Ketika kapal mendekati pantai, mereka berpisah sesuai rencana. Arkane memimpin prajurit Mordain menyerang dari depan untuk mengalihkan perhatian, sementara Spectra, Celeste, dan Sylvie menyelinap melalui sisi gelap pulau. Dengan gerakan senyap, mereka melumpuhkan beberapa penjaga dan berhasil menyusup ke sebuah gudang besar tempat para tawanan disekap.
Namun, ketika mereka masuk, gudang itu hampir kosong. Hanya ada beberapa tawanan yang terikat dan terlihat ketakutan. Spectra mendekati seorang pria tua yang duduk di pojok.

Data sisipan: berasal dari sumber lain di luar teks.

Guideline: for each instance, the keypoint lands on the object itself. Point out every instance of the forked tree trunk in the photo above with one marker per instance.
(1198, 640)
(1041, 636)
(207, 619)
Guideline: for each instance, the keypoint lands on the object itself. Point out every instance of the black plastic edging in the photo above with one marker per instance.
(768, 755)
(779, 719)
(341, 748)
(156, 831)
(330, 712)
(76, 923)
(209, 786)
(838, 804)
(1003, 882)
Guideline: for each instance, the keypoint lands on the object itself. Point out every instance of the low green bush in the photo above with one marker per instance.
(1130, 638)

“Di mana gadis itu? Seorang wanita muda, rambut coklat dengan busur di punggungnya,” tanya Spectra dengan nada mendesak.
Pria itu menggeleng. “Aku tidak tahu. Mereka membawa beberapa tawanan pergi tadi malam. Aku mendengar mereka menyebut tentang kapal besar yang akan membawa mereka ke tempat lain.”

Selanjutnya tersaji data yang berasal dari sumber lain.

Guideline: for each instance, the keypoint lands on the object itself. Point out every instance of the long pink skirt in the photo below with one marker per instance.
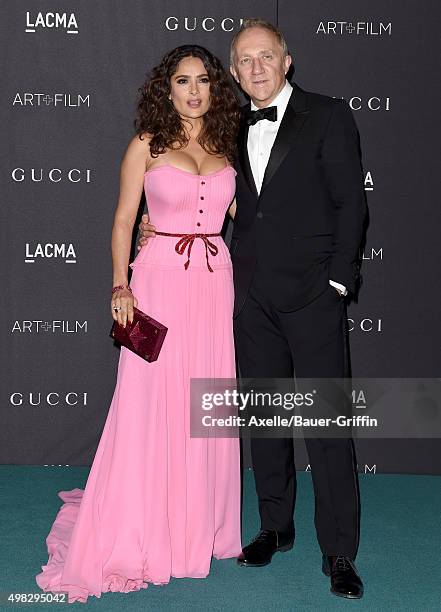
(157, 502)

Spectra mengepalkan tangan. “Kapal besar? Ke mana?”
“Aku tidak tahu, Tuan,” jawab pria itu ketakutan. “Tolong, aku hanya petani biasa.”
Sementara itu, Arkane menyeret seorang perompak yang terluka ke dalam gudang. Wajah Arkane penuh dengan amarah, dan matanya memancarkan bahaya.
“Kau akan bicara,” kata Arkane dingin sambil menjatuhkan pria itu ke lantai. “Di mana Elina?”
Pria itu mendesah kesakitan tetapi tetap diam. Arkane tidak menunjukkan belas kasihan. Ia mencabut dagger miliknya dan menekan ujungnya ke leher pria itu.
“Kau pikir aku main-main?” Arkane menggeram. “Bicara, atau aku pastikan ini adalah akhir bagimu.”
Pria itu gemetar. “Tunggu! Aku… aku hanya tahu bahwa dia dibawa pergi oleh pemimpin kami.”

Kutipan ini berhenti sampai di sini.